California Snow Story "Some Other Places" (Shelflife Records)

Before the trashy garage punk records, before all the Northern Soul compilations, way before the dalliances with techno and electronic music, before everything else there were the gentle guitar pop records.  For years they were all I wanted and needed.  Listening to California Snow Story's new lp (Shelflife download for now, other formats to follow), I'm made acutely aware that I still need them.  That "Some Other Places" exists came as a pleasant surprise as their cherished earlier releases date from so long ago that I'd assumed the group to be defunct.  It's such a joy to luxuriate in Sandra Belda Martãnez's beautiful voice again.  For Not Unloved, she's up there with Katrina Mitchell and David Skirving's former bandmate, Traceyanne Campbell.  As if that weren't treats enough, Lupe Núñez-Fernández of Pipas/Amor de Dias and Mel Whittle from the also missing-in-action-for-years The Hermit Crabs make telling vocal contributions that complement David's own tender, understated voice.  The feel of this record is so right: soft but never sickly sweet.  The guitars are immaculately recorded with each note having a life of its own.  In a just world, "The Solitary Age" would be the single that sold the album.  It's as fine a pop tune as I've heard this year: a winner from its first brittle beat and downbeat jangle.  This sounds like music made by thoroughly agreeable human beings; the kind of people who don't swagger or push themselves forward but who quietly get on with crafting beautiful music with pride.  There is a one hundred per cent chance that, come year end, "Some Other Places" will be numbered among my very favourite records of 2016.

Sunday, 15 May 2016

Music for dancing to

Nestling in the 7" racks of Monorail Music yesterday was the new single from Sally Shapiro.  I made a mental note to listen to it online when I got home and promised myself that if I liked it I'd go back for it.  Of course, I promptly forgot it even existed thanks to tape dubbing fun at Good Press followed by yet another late night spent in The Old Hairdressers being pummelled by LOUD music (the ferocious Kasper Hauser who were launching their Soft Power tape).  Luckily, Unpopular had the good sense to include the A-side of Sally's 45 on their latest mix so I was reminded to give it a whirl. What an adorable slice of gently euphoric Euro-pop! Soft voices are the best voices. 

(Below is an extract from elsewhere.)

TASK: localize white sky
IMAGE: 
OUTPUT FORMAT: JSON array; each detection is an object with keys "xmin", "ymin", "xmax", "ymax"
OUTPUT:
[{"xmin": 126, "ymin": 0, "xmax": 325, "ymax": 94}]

Get it from the Fika Recordings shop if you're not lucky enough to have a shop as astute as  Monorail Music nearby.

The fifth volume in Kent Records' excellent Northern Soul's Classiest Rarities CD series is one of its strongest and opens with the dramatic group soul of The Avons' "When The Boy That You Love Is Loving You":

Sensibly, Kent have also released it on 7" vinyl, the label of which says: "A previously unissued Bob Holmes production." . It's a wild thought that such a fabulous record remained unreleased for five decades.